The rest of the day passed by rather quickly. Aside from Emmett sending him smug smiles throughout study hall, Harry's last two classes were uneventful. It was shortly before four that afternoon that Harry arrived back at Forks General. He made his way straight to Doctor Sheldon's office.
"Mr. Harris," Doctor Sheldon said as he rose from his desk to greet the teen.
"Doctor Sheldon, I've spent a fair amount of time thinking it over and I've made a decision. I want more than a vacation or couple weeks without being sick. The things I want to do before I die aren't things I can get done in a month. I'm gonna fight this thing like hell. I'm gonna take that 8% and I'm gonna run with it. Either I'm gonna beat this thing, or I'm going down fighting. So, I would like to know how soon we can start the more aggressive treatment."
A/N: I got a review asking about why Harry hasn't been found by magical means, including cooperation between the British Ministry of Magic and its U.S. counterpart. These are plot points that will come up much later in the story.
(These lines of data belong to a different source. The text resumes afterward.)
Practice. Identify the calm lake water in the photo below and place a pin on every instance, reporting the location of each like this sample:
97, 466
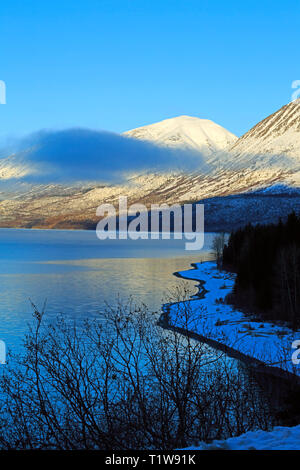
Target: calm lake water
77, 274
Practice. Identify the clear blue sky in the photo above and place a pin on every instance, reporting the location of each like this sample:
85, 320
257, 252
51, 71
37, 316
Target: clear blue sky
120, 64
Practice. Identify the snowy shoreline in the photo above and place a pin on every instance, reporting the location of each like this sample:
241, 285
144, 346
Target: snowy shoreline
266, 346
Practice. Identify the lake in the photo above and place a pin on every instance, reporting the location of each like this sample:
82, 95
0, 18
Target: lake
76, 274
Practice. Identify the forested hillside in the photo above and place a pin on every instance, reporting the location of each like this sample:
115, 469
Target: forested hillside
266, 259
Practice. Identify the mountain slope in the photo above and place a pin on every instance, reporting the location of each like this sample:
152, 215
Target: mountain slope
201, 135
278, 134
267, 156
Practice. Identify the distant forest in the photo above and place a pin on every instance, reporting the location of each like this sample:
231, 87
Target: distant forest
266, 259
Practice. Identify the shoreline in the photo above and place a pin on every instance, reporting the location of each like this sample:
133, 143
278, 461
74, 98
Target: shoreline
259, 365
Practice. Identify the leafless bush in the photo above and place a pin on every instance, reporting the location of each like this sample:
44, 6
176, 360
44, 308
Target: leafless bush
121, 382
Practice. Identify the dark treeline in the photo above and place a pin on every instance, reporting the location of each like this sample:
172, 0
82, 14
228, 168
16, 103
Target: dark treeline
266, 259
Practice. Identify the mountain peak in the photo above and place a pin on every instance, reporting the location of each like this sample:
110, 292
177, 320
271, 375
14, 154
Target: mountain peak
202, 135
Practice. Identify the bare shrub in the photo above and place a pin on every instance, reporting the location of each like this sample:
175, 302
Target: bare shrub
121, 382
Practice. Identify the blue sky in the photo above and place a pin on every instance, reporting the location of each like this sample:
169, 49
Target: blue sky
120, 64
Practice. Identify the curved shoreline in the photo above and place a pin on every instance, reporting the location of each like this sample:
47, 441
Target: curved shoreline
260, 366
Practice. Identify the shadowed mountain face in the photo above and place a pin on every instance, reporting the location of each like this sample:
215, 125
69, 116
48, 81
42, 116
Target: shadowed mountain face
58, 179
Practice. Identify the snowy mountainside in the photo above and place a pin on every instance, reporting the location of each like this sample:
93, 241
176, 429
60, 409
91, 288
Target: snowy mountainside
278, 134
232, 171
186, 131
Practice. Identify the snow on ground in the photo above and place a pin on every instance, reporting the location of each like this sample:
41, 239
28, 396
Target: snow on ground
280, 438
211, 317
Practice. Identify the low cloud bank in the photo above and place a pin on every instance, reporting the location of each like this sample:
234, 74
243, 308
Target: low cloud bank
82, 154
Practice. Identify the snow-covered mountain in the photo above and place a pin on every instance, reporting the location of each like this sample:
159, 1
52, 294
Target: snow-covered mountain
268, 156
201, 135
278, 134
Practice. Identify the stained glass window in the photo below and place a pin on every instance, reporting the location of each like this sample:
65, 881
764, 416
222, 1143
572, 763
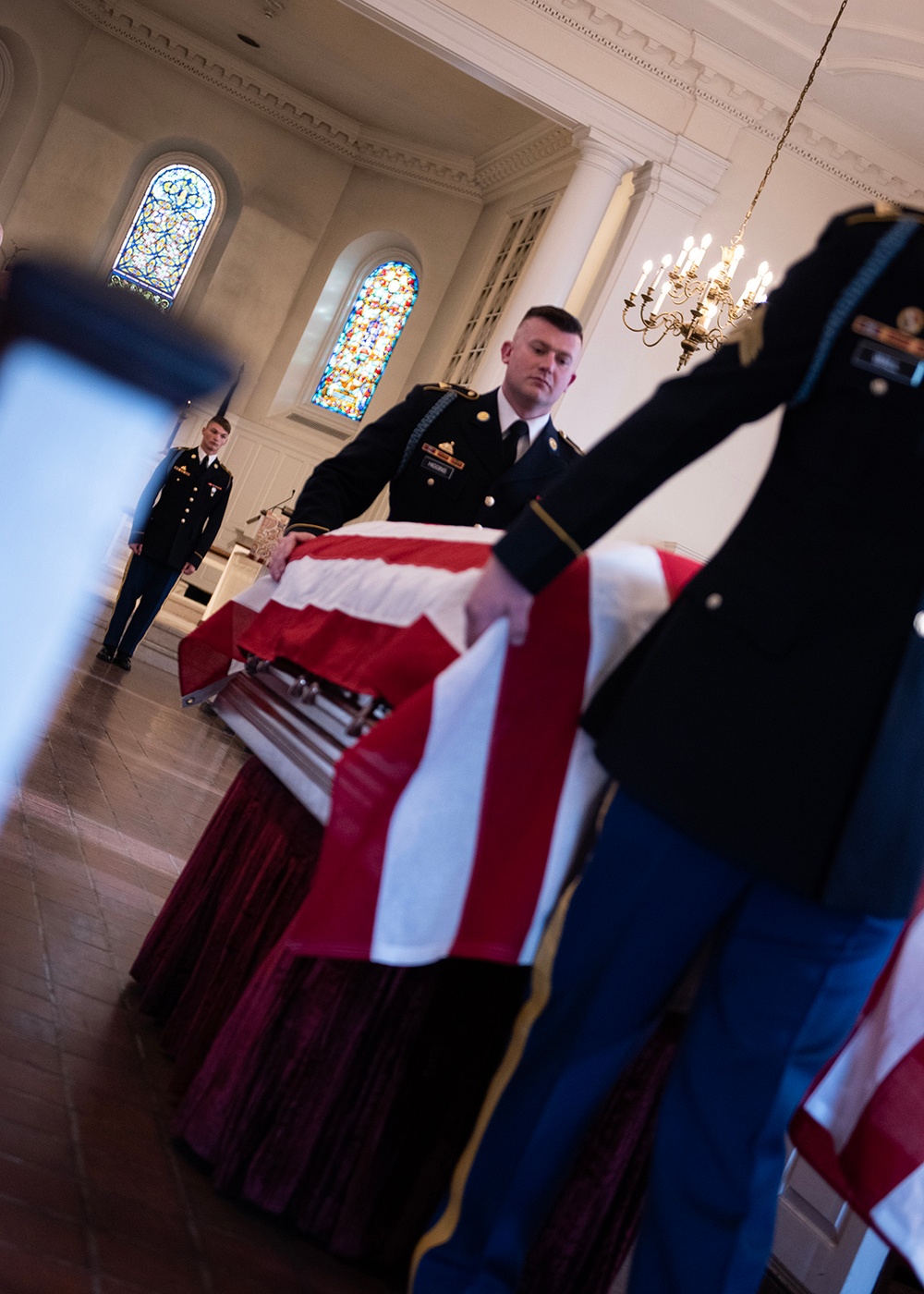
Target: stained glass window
164, 235
368, 338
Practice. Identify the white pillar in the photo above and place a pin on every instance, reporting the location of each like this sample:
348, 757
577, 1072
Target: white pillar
556, 259
617, 372
698, 507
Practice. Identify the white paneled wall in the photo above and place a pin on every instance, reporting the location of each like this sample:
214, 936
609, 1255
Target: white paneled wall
267, 465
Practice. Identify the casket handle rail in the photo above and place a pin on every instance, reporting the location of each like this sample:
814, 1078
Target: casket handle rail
361, 722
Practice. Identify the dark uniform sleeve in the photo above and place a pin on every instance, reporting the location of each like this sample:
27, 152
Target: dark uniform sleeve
688, 416
149, 494
213, 523
345, 485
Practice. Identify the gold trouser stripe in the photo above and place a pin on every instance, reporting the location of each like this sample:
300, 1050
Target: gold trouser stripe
125, 573
555, 528
530, 1009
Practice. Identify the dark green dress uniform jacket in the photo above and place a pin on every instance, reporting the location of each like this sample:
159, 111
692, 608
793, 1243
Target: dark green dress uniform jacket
777, 712
180, 510
461, 485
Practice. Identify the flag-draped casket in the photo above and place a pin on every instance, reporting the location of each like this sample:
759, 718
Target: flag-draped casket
455, 821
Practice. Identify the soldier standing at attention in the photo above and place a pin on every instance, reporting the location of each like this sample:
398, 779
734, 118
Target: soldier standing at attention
449, 455
768, 741
176, 521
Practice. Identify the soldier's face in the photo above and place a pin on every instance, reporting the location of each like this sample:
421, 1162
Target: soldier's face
541, 362
213, 436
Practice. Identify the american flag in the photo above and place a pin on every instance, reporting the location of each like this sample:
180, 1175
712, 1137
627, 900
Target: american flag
455, 821
862, 1123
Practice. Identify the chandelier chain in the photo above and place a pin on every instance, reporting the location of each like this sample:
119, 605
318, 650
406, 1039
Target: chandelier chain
790, 123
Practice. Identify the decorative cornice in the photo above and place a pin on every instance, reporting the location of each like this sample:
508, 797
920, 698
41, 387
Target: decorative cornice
313, 120
516, 161
677, 67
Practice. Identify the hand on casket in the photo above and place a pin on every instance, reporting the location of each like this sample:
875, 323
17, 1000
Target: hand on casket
496, 595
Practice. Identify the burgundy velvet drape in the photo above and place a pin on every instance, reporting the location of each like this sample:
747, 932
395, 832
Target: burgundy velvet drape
242, 884
339, 1093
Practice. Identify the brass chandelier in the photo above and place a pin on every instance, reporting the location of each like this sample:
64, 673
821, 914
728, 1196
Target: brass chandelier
714, 307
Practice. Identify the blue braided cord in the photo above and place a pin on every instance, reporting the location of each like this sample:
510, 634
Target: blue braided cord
423, 426
876, 262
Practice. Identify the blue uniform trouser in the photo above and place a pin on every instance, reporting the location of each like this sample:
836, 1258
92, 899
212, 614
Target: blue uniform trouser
141, 595
784, 981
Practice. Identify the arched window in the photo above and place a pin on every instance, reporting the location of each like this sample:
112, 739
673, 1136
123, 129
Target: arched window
164, 235
368, 338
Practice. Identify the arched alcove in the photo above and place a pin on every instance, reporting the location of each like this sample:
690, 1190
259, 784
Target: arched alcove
328, 320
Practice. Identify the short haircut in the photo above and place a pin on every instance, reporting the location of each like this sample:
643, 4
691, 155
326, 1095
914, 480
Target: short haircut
558, 319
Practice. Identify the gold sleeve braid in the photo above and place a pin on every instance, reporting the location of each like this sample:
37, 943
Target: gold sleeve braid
555, 528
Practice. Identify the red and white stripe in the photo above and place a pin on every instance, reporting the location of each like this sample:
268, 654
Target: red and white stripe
862, 1123
455, 821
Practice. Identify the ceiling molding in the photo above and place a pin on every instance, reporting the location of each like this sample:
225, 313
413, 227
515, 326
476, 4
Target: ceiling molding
532, 153
720, 87
317, 122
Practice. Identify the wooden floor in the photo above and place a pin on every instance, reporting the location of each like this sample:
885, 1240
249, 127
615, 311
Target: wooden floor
93, 1197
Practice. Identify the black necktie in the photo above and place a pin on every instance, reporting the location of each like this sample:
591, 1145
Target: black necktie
511, 440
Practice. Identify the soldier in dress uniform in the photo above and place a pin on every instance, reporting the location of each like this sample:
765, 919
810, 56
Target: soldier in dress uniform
176, 521
451, 455
768, 739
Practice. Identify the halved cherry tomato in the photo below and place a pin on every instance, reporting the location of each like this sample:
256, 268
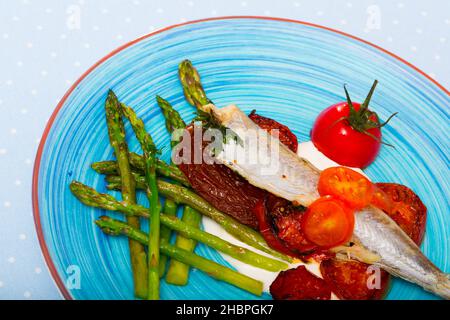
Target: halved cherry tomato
299, 284
404, 207
347, 185
328, 222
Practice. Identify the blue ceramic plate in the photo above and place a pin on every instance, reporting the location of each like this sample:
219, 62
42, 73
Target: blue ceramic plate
288, 71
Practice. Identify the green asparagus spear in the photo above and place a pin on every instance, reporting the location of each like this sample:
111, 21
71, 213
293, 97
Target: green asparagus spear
215, 270
192, 86
116, 133
150, 154
178, 272
170, 210
181, 195
137, 165
173, 118
95, 199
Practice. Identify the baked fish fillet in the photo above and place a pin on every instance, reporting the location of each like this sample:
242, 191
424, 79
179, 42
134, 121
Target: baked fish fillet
266, 163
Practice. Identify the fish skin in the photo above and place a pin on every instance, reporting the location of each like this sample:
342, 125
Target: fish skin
374, 230
399, 255
282, 177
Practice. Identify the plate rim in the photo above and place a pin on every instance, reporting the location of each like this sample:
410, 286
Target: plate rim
35, 180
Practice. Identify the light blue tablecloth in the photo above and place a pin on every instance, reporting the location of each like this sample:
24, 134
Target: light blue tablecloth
47, 44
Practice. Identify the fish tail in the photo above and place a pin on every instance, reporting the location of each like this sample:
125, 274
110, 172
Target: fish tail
443, 286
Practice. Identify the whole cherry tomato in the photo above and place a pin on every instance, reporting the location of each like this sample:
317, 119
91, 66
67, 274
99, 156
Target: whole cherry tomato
349, 133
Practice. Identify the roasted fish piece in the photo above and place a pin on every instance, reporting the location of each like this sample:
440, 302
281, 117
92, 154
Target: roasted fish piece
266, 163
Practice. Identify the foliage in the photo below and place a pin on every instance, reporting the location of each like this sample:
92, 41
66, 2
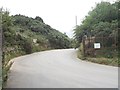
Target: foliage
19, 31
101, 21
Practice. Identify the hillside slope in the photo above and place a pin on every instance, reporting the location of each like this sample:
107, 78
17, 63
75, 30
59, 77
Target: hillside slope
24, 35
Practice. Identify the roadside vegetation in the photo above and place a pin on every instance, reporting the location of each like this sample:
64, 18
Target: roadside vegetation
25, 35
101, 21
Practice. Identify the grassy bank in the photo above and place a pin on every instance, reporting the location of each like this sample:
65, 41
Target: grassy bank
99, 59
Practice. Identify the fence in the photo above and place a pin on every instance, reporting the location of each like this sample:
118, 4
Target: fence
100, 46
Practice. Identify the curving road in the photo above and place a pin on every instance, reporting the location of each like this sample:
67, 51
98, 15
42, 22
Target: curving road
60, 69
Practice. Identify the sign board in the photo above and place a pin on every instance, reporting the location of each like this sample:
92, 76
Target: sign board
96, 45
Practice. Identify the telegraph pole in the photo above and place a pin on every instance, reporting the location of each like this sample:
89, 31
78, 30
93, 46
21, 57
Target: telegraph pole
76, 20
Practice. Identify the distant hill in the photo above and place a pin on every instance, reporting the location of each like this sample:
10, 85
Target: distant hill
24, 35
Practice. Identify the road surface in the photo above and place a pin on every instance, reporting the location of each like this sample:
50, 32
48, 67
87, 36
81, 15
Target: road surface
60, 69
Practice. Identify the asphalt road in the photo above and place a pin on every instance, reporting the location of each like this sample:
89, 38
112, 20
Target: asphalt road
60, 69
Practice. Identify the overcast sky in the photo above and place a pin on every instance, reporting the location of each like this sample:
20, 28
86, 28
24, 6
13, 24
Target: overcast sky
59, 14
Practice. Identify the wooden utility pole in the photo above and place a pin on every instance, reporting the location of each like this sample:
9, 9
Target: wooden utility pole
76, 20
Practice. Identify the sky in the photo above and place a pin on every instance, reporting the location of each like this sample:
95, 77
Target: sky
59, 14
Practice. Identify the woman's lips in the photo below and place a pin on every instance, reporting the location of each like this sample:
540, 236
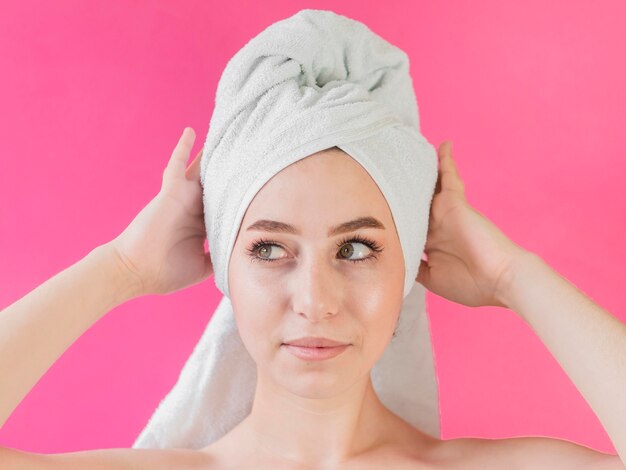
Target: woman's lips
315, 354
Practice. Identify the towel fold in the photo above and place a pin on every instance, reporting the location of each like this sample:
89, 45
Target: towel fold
307, 83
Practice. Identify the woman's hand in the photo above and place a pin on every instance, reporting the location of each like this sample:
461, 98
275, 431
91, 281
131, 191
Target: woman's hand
469, 258
163, 247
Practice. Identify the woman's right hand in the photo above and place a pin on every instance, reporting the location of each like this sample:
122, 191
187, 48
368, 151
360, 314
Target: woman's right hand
163, 247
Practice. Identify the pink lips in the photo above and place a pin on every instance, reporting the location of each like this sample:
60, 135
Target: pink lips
315, 353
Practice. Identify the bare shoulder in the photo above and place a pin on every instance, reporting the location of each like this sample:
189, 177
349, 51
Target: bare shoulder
534, 452
102, 459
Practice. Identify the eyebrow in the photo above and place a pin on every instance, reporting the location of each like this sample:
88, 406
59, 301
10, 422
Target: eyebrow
265, 225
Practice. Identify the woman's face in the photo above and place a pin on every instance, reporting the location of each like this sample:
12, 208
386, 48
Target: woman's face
310, 283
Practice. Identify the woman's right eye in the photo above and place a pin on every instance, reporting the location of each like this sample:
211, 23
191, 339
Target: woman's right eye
261, 250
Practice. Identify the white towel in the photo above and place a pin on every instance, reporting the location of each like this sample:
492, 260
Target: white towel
307, 83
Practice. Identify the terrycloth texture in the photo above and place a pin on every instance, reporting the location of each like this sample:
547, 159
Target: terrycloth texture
304, 84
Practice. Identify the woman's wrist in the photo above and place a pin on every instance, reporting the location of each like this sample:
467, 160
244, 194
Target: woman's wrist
125, 283
514, 278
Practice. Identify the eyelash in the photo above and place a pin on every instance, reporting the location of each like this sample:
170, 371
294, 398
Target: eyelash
371, 244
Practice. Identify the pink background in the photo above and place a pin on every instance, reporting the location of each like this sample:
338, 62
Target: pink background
96, 94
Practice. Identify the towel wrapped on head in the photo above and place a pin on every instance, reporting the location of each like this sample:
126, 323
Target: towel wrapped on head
307, 83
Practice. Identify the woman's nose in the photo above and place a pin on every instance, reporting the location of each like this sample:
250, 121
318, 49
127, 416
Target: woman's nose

Here are a couple parts of the explanation that don't really ruin anything for later: The Trace hasn't found Harry because he hasn't used any magic that would be detected. Why owls haven't found him has a very specific explanation that will come up in a later chapter. Finally, I operate under the theory that there aren't general locator spells that could be used to find Harry. Why? Because if there were such spells, why the heck weren't they used liberally throughout the books to find the various fugitives that weren't hiding under the fidelius charm? Hope that answers the question for now.